Pichai took over as head of Google's Android division earlier this year after longtime Android chief Andy Rubin decided to step aside. Before joining the Android team, Pichai led development for Google's Chrome browser and platform. His comments about new products fall in line with recent reports about what Google might show off at the conference.
For example, six months ago most people would have told you Android 5.0 would make its debut during I/O. In recent weeks, however, that expectation has been softened. At this point, only a modest update to Android, version 4.3, is expected to appear. That meshes with Pichai's "no new operating system" comment. There aren't any details about what new features might be included in Android 4.3. Further, rather than reveal the long-rumored Motorola X Phone, device watchers think at best the Nexus 4 smartphone and Nexus 7 tablet will see some spec updates, but not much more than that. Again, this falls in line with Pichai's comments above.
[ Learn more about Google's developer conference. Read Google I/O 2013 Preview. ]
Pichai during his interview offered a few other nuggets of wisdom concerning the thinking inside Google with respect to Android, Chrome and the Web.

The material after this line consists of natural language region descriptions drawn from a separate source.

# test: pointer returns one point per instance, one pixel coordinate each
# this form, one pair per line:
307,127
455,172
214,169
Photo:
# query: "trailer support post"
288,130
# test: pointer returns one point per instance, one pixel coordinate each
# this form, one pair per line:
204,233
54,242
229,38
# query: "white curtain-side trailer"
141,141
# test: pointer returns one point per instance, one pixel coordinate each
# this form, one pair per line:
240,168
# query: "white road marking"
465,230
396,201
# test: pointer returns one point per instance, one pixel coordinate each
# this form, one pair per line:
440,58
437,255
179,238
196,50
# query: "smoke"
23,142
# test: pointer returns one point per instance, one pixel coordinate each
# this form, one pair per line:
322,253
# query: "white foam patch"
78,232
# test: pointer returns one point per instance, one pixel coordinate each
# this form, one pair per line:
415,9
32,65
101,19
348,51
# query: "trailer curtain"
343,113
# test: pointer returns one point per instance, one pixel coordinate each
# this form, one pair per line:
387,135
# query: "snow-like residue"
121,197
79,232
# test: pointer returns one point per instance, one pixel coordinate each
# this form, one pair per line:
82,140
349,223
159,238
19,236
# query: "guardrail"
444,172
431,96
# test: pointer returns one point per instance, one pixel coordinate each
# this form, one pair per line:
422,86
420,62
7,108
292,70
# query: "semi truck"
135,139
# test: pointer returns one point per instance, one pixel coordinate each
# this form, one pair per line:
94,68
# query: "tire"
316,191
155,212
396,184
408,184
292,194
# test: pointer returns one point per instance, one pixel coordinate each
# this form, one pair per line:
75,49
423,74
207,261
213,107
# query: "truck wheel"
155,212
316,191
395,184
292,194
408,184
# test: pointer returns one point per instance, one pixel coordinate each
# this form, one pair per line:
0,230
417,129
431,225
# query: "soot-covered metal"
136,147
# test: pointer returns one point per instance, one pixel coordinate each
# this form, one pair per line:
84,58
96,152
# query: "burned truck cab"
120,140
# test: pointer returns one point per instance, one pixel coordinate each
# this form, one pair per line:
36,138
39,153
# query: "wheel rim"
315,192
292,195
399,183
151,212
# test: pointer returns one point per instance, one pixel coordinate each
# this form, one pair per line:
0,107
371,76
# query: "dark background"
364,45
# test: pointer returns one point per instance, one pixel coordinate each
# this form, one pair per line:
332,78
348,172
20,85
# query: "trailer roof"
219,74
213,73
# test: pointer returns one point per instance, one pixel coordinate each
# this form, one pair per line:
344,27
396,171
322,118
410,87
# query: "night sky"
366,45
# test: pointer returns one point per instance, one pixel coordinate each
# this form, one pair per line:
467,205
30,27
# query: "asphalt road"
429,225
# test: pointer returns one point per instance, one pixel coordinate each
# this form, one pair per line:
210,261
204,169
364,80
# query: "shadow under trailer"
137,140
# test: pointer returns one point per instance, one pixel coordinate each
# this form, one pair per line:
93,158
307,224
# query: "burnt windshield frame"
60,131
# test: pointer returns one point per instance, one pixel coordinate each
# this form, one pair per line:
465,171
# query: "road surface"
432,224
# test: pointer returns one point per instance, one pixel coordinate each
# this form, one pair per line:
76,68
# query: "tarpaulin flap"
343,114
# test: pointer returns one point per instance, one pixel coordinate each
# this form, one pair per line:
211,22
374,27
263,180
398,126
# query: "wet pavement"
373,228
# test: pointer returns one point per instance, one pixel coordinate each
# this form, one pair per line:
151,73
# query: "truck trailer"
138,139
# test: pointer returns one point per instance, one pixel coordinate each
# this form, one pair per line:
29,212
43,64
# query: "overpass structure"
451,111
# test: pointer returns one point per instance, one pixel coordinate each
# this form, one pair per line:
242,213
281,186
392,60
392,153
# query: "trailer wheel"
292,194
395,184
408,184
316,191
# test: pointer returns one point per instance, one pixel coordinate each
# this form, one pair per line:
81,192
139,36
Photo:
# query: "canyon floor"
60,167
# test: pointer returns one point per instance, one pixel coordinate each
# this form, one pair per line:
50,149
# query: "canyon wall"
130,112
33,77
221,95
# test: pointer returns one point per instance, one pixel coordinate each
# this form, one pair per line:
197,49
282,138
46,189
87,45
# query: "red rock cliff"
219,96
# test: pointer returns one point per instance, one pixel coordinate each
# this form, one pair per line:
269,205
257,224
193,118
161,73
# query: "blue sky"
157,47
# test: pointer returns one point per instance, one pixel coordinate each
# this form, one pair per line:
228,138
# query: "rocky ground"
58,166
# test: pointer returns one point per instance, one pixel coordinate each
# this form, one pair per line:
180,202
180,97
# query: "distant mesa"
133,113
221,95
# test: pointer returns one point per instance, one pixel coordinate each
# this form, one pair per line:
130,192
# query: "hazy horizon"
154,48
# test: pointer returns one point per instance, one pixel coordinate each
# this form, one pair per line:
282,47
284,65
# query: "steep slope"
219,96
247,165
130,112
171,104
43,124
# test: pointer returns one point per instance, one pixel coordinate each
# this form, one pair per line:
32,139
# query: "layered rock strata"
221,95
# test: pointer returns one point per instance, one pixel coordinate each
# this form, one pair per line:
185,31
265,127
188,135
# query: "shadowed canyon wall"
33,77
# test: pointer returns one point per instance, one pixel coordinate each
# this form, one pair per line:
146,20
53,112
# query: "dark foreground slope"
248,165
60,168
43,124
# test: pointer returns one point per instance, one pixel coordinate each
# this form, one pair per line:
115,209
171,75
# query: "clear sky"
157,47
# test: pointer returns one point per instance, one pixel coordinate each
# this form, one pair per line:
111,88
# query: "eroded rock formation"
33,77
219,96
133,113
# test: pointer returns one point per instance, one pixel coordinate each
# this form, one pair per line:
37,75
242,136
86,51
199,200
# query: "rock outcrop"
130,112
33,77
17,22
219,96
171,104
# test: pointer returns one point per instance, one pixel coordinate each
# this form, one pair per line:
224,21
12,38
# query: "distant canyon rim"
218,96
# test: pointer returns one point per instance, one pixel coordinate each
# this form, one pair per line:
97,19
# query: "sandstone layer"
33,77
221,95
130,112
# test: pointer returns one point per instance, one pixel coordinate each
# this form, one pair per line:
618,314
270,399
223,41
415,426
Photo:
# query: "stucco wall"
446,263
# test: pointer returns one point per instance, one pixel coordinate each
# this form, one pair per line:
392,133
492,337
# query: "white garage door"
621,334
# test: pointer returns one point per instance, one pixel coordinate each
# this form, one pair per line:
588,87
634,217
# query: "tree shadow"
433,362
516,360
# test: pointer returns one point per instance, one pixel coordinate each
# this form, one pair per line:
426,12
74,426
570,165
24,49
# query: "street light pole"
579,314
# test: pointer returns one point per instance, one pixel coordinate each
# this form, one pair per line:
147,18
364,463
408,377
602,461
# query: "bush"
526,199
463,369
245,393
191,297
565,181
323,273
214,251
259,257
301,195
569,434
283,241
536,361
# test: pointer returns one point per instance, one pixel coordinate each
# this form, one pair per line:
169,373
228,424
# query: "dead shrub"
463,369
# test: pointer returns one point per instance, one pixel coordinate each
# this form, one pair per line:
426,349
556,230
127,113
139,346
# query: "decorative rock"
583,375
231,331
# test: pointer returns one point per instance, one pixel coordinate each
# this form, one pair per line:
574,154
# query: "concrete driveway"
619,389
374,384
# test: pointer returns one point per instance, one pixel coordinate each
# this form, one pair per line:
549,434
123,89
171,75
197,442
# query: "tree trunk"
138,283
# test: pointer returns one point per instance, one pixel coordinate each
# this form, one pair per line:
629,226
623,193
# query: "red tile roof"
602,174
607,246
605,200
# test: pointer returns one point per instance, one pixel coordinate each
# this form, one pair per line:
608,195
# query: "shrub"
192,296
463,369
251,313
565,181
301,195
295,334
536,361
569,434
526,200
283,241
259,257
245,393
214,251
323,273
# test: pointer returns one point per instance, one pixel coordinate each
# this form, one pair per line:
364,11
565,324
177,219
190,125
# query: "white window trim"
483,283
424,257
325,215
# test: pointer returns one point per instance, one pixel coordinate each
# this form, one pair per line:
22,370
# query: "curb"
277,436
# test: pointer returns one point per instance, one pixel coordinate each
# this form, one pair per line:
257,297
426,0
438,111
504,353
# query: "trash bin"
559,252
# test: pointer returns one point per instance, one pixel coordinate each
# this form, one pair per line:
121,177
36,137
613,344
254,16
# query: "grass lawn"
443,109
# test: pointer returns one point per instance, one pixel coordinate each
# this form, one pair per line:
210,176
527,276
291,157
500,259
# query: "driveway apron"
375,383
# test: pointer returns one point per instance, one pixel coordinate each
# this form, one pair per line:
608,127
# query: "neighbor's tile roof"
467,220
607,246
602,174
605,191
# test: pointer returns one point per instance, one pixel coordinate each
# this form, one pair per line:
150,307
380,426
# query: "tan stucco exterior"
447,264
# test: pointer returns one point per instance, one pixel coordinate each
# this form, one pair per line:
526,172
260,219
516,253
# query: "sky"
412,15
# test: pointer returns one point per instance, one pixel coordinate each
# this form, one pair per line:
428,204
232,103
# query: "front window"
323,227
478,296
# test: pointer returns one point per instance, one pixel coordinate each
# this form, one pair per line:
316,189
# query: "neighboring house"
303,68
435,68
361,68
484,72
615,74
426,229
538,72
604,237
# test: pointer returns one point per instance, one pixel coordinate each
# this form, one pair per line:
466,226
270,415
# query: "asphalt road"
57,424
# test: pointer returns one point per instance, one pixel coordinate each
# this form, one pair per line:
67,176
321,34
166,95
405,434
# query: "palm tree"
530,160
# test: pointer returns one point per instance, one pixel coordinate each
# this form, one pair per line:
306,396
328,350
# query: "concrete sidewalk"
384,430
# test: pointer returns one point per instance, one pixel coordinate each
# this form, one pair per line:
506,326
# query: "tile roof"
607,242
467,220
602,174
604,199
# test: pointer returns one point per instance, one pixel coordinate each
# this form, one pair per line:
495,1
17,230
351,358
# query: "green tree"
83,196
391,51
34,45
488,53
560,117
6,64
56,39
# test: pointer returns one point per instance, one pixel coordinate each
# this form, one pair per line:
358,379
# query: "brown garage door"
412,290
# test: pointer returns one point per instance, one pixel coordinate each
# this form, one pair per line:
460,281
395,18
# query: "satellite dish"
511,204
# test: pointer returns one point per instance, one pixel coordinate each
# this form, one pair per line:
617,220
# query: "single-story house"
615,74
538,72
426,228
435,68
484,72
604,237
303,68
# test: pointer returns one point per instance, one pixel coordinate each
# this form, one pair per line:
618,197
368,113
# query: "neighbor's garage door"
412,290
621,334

For one, the company is looking into ways to smooth out the Android updating process, which is horribly broken at the moment. "We are thinking about how to make Android handle updates better," said Pichai. "We see ways we can do this. It's early days. We're talking with our partners and working our way through it. We need time to figure out the mechanics, but it's definitely an area of focus for me and for the team."
As it stands, Google pushes out new versions of Android about once every six months. That software then goes to the hardware makers, who need to figure out how to update each of their devices with the new code while still maintaining functionality. If it were only up to the OEMs, the process might not be so terrible. Unfortunately, the wireless network operators play a key role in updating device software. The approval process takes anywhere from three to six months. Hopefully Pichai's team can figure out something quickly.
Pichai said that Google was not surprised to see competitor Mozilla reveal Firefox OS, its own Web-based operating system for smartphones. The number of new smartphone platforms currently in development numbers at least a half-dozen, with many of them, such as Jolla and Tizen, relying on web-based standards for wide-ranging compatibility with hardware and applications.
Importantly, Pichai said quite clearly that the company has no immediate plans to combine Android and Chrome into one platform.
"We embrace both and we are continuing to invest in both. So in the short run, nothing changes," said Pichai. "The picture may look different a year or two from now, but in the short term, we have Android and we have Chrome, and we are not changing course."
During the run-up to I/O, there were suggestions that Google would merge its two platforms, though it wasn't clear which platform (and which features) might assert itself. Google is still developing Android and Chrome separately, but we've seen Android-first products, such as Google Now, head to the desktop, and desktop-first products, such as Google+ and Google Maps, head to the smartphone/tablet.
If Google chooses to combine these two platforms at a later date, it will be interesting to see how a blend of Android and Chrome comes together. Until that day, developers will have plenty to keep themselves busy.